Martens’s technical mastery is undeniable. The construction of SS26 balanced engineered precision with poetic disorder. Every look pulsed with contradictions fragments of “wallpaper” from his earlier Artisanal collection resurfaced as prints on heavily draped dresses; blazers pieced together from decaying canvas panels looked like relics reassembled from a forgotten world. His deconstruction isn’t chaos it’s choreography. Every rip, every asymmetry, every uneven stitch carries intent.

Some silhouettes evoked monastic robes, others 19th-century men’s outerwear, translated into contemporary form through disruption and distortion. The choice of materials washed denim, plasticized surfaces, translucent nylon unsettled conventional ideas of luxury, suggesting that modern elegance lies not in perfection, but in feeling.
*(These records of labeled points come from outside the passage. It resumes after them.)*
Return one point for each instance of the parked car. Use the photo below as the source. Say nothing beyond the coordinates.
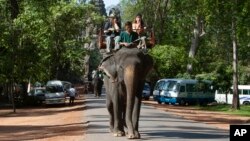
(55, 92)
(37, 95)
(146, 91)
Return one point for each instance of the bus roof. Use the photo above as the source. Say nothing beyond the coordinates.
(184, 80)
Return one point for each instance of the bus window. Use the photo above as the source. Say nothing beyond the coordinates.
(240, 91)
(246, 92)
(190, 88)
(182, 89)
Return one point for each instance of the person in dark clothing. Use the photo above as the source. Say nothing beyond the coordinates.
(112, 32)
(98, 83)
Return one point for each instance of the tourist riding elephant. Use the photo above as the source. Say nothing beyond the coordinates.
(125, 76)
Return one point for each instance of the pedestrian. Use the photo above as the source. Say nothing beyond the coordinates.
(72, 94)
(98, 83)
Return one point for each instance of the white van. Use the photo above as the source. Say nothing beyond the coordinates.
(244, 95)
(55, 93)
(183, 91)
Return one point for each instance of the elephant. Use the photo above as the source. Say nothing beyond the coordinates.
(126, 72)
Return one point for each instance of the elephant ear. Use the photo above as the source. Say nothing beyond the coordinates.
(108, 66)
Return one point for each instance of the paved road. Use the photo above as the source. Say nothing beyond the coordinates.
(154, 125)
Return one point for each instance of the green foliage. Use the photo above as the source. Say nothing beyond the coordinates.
(45, 41)
(169, 60)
Martens understands that the new language of luxury is not about excess, but about meaning. His SS26 silhouettes blur the boundary between the tailored and the streetwise: a crisp white shirt reminiscent of eveningwear was paired with loose black trousers tucked into silver high top sneakers, while black canvas shoes bound in bandages grounded a pinstriped deconstructed blazer. These pairings were deliberate collisions moments where couture collided with real life, and formality dissolved into rebellion.











In doing so, Martens redefined the Margiela equilibrium the fragile balance between intellect and instinct, discipline and disorder. His vision honors the house’s heritage without mimicking it, transforming reverence into renewal.


The SS26 collection was less a show than a ritual a study in silence and collective emotion. Martens created garments that do not demand to be seen; they ask to be felt. The models’ sealed lips, the dissolving fabrics, the ghostlike choreography together they formed a meditation on disappearance, control, and surrender.


In an age where fashion thrives on noise and spectacle, Martens offers an antidote: stillness. His Maison Margiela doesn’t shout; it listens. It reminds us that in the absence of words, the fabric itself becomes language. And perhaps that is the truest luxury of all a silence so deliberate, it echoes.